What's the connection between Republican presidential hopeful Ben Carson and late evangelist Herman Hoeh of the Worldwide Church of God?
Pyramid speculation anyone?
From an article by David Krueger on Religion Dispatches.
The writings of one Joseph-built-the-pyramids enthusiast reveals some clues about what might be at stake in Carson’s firm embrace of his beliefs.
In 1964, the evangelist Dr. Herman Hoeh wrote an article titled “Who Built the Great Pyramid” in a Worldwide Church of God magazine called The Plain Truth. Hoeh begins his article emphasizing the impressive size of the pyramid and the mathematical precision with which it was constructed. He notes that the Great Pyramid is one of the seven wonders of the ancient world and that a pyramid, minus a capstone, is imprinted on U.S. currency. Additionally, he claims that the citizens of the U.S. are the descendants of Joseph’s son Manasseh. Very quickly, we get a glimpse of Hoeh’s interests in writing about the pyramid:
"We found the external appearance of the Great Pyramid ruined by the Arabs.

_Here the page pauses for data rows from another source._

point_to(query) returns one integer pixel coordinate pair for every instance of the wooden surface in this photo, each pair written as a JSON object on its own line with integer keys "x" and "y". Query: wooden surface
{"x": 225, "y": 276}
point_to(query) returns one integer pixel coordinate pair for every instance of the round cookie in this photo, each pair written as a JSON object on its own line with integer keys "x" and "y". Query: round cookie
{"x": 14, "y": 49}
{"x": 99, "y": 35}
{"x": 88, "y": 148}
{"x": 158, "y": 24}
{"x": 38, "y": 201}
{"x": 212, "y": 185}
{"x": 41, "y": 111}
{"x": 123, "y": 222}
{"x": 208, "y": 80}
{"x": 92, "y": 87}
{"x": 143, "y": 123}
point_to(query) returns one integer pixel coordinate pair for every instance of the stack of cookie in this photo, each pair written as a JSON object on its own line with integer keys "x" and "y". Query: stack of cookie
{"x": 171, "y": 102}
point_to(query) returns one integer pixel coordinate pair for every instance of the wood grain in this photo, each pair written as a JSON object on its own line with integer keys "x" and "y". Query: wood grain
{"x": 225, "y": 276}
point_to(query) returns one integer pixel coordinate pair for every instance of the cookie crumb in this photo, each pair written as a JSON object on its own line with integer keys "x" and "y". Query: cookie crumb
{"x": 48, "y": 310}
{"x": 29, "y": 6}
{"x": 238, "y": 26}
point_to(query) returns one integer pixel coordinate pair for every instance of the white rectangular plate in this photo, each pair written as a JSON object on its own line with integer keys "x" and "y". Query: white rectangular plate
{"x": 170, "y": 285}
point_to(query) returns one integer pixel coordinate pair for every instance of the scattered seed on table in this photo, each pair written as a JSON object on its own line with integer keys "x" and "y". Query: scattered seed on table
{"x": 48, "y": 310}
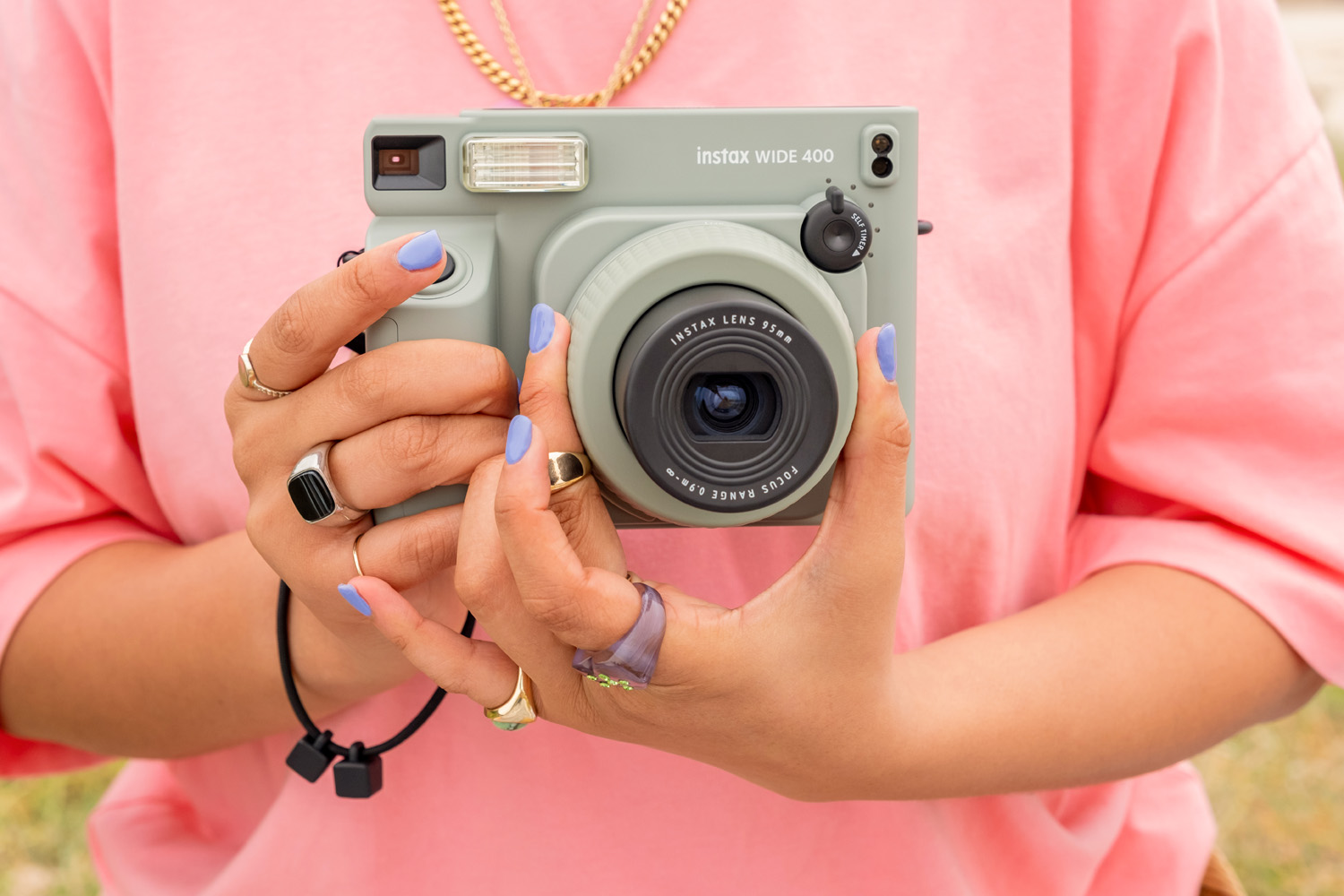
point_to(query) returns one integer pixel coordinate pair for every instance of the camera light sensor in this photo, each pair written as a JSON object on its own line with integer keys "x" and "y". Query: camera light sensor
{"x": 516, "y": 164}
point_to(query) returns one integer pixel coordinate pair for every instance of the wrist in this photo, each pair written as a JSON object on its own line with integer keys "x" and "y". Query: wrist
{"x": 338, "y": 667}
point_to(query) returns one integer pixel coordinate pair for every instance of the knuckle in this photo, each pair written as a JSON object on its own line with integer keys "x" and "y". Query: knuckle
{"x": 363, "y": 382}
{"x": 292, "y": 328}
{"x": 546, "y": 403}
{"x": 895, "y": 432}
{"x": 556, "y": 611}
{"x": 360, "y": 284}
{"x": 425, "y": 548}
{"x": 510, "y": 509}
{"x": 491, "y": 371}
{"x": 411, "y": 444}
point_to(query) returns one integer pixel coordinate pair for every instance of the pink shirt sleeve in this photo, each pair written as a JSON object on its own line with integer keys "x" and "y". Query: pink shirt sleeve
{"x": 70, "y": 471}
{"x": 1212, "y": 382}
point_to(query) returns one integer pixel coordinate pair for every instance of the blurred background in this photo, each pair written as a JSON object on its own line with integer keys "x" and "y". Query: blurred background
{"x": 1277, "y": 790}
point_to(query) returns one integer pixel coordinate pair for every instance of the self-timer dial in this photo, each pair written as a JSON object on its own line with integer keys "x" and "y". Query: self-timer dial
{"x": 836, "y": 236}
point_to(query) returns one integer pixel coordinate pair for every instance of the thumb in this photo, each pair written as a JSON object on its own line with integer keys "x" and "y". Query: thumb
{"x": 862, "y": 536}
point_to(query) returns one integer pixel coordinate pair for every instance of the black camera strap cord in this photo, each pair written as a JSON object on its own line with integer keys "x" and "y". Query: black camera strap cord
{"x": 359, "y": 774}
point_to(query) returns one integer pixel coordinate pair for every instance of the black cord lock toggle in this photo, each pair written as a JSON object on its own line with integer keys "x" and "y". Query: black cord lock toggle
{"x": 311, "y": 755}
{"x": 359, "y": 777}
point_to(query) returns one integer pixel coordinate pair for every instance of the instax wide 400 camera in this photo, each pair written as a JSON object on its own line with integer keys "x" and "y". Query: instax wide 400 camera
{"x": 717, "y": 266}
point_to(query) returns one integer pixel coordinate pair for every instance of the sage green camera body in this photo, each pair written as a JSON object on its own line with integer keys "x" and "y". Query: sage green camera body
{"x": 674, "y": 201}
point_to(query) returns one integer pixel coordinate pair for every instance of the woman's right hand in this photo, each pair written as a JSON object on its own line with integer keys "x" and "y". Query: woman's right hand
{"x": 406, "y": 418}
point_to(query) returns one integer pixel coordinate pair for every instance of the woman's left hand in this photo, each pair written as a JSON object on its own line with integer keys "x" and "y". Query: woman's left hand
{"x": 787, "y": 691}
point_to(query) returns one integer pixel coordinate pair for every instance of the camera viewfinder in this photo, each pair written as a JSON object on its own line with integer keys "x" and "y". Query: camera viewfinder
{"x": 398, "y": 161}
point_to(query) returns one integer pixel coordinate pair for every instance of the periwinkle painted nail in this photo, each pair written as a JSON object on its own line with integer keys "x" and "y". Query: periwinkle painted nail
{"x": 519, "y": 438}
{"x": 887, "y": 351}
{"x": 543, "y": 327}
{"x": 354, "y": 599}
{"x": 424, "y": 252}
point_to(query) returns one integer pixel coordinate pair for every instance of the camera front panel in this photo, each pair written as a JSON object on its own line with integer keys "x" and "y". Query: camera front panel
{"x": 529, "y": 222}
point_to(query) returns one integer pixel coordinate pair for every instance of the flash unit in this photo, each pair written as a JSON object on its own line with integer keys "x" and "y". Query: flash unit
{"x": 519, "y": 164}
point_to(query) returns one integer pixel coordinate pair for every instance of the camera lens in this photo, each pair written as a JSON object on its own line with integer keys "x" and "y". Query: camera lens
{"x": 728, "y": 402}
{"x": 723, "y": 403}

For centuries they have carted away and used the polished white casing stones which once made the Pyramid gleam in the sun and moonlight."
He also cites another example of Arab mismanagement of the pyramid stating that after the “Moslem Arabs” invaded Egypt, they further vandalized the “architectural wonder” when they “blindly cut into the pyramid hoping to find buried treasure in it.”
Hoeh goes on challenge the scholarly consensus about the identity of the known builder of the pyramid, the Egyptian pharaoh Khufu (or as he’s known in the Greek, Cheops). First, Hoeh exploits some of the uncertainty about Khufu’s family line by asserting that he was not Egyptian, but instead came from a foreign sheep-herding people who were of a “different race.”
Hoeh then asserts that Cheops was not an “idolater” like other Egyptian pharaohs. To the contrary, he says, Cheops worshipped God under the name “Amen,” which he notes is later used to refer to Jesus Christ in the Book of Revelation 3:14. Furthermore, although scholars have dated the rule of Cheops to the 26th century B.C.E., Hoeh claims that he built the Great Pyramid almost one thousand years later during the time of the seven-year famine, spoken of in the Book of Genesis, when Joseph took up residency in Egypt and assisted the pharaoh in leading during a time of crisis. And what is the true identity of Cheops? In Hoeh’s mind, it is none other than Job, another character from the Hebrew Bible.
Hoeh’s historical claims are clearly flawed and easily debunked, but he succeeds in crafting a narrative that inserts revered figures of the Biblical tradition into the starring roles of Egypt’s history. Hoeh’s assertion that Egypt’s most revered structure was built by the Israelites Job and Joseph is followed by a territorial claim. The Great Pyramid, says Hoeh, was constructed by the Biblical Job with the help of Joseph “to commemorate what Joseph did for Egypt and to mark the border of the territory given to Joseph’s family in the land of Egypt by Pharaoh.” The land granted to the patriarchs of Israel “extends westward from Palestine to the Nile River” and includes the Suez Canal even though “Egypt has [wrongly] seized control of it.”
Hoeh concludes with his hope that one day the Great Pyramid will be recognized by modern Egyptians as a monument to the true God, Amen, a.k.a. Jesus Christ, the capstone depicted on U.S. currency. Given his earlier association of Joseph as a forefather of Americans, it’s not hard to imagine that Hoeh hopes for a Middle East more greatly influenced by Christianity and U.S. foreign policy. (End of excerpt. The 1964 Hoeh article is still available online.)
Few 21st century adherents of Armstrongism are aware that Herbert Armstrong once toyed with "pyramidology" - the idea that the Great Pyramid was "prophecy written in stone" complete with measurements in "pyramid inches" - after reading British Israel texts such as Great Pyramid Proof of God (George Riffert, Destiny Publishers, 1932). After actually visiting the pyramids himself on a tithe-funded junket in the 1960s Armstrong emerged disillusioned and dropped the pyramid nonsense - as presumably did Hoeh and his tour-buddy Meredith.
Which may well prove that Herb was a smarter cookie than the Seventh-day Adventist brain surgeon.